Las defensas medievales fueron transformadas profundamente en el siglo XVI cuando Pamplona se convirtió en un bastión fronterizo importante contra Francia. Ampliaciones posteriores bajo reyes como Fernando el Católico y Felipe II la convirtieron en uno de los ejemplos mejor conservados de fortificaciones renacentistas en Europa.
Las murallas rodean tres barrios medievales que tienen orígenes y características diferentes. Cada uno conserva su propia identidad en las calles y construcciones que se pueden ver hoy.
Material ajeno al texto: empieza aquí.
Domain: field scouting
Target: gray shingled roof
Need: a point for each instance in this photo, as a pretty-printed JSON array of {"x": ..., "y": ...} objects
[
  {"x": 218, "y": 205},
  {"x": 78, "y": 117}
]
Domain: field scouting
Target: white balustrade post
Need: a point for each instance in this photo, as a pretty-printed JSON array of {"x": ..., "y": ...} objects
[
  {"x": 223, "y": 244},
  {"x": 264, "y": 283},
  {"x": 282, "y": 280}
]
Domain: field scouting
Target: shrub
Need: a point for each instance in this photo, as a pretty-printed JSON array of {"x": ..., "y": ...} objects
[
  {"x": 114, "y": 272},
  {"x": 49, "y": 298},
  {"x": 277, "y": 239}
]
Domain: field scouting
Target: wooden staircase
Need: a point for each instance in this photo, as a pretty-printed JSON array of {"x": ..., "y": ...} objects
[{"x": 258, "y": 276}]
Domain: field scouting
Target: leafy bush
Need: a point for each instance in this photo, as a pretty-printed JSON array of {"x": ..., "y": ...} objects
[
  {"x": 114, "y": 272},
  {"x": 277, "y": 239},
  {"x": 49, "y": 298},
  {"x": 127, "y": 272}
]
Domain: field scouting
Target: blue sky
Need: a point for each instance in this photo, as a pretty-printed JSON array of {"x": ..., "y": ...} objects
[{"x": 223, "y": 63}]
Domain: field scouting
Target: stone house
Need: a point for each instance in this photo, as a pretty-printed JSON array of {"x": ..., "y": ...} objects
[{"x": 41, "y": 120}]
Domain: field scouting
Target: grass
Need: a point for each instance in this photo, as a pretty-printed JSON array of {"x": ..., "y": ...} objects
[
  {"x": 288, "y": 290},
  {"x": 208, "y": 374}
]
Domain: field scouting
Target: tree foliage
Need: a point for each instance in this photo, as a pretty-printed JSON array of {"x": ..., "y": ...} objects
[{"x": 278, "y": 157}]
El recorrido es mejor realizarlo desde arriba por el Paseo de Ronda, un camino ancho rodeado de parques y jardines, o desde abajo al nivel de las murallas. La ruta superior es más fácil de transitar y ofrece buenas vistas de la ciudad durante el paseo.
Entre 1888 y mediados del siglo XX se demolieron secciones de las murallas para permitir el crecimiento de la ciudad moderna. Aproximadamente tres cuartas partes del perímetro original se conservan hoy, haciendo visibles las porciones desaparecidas.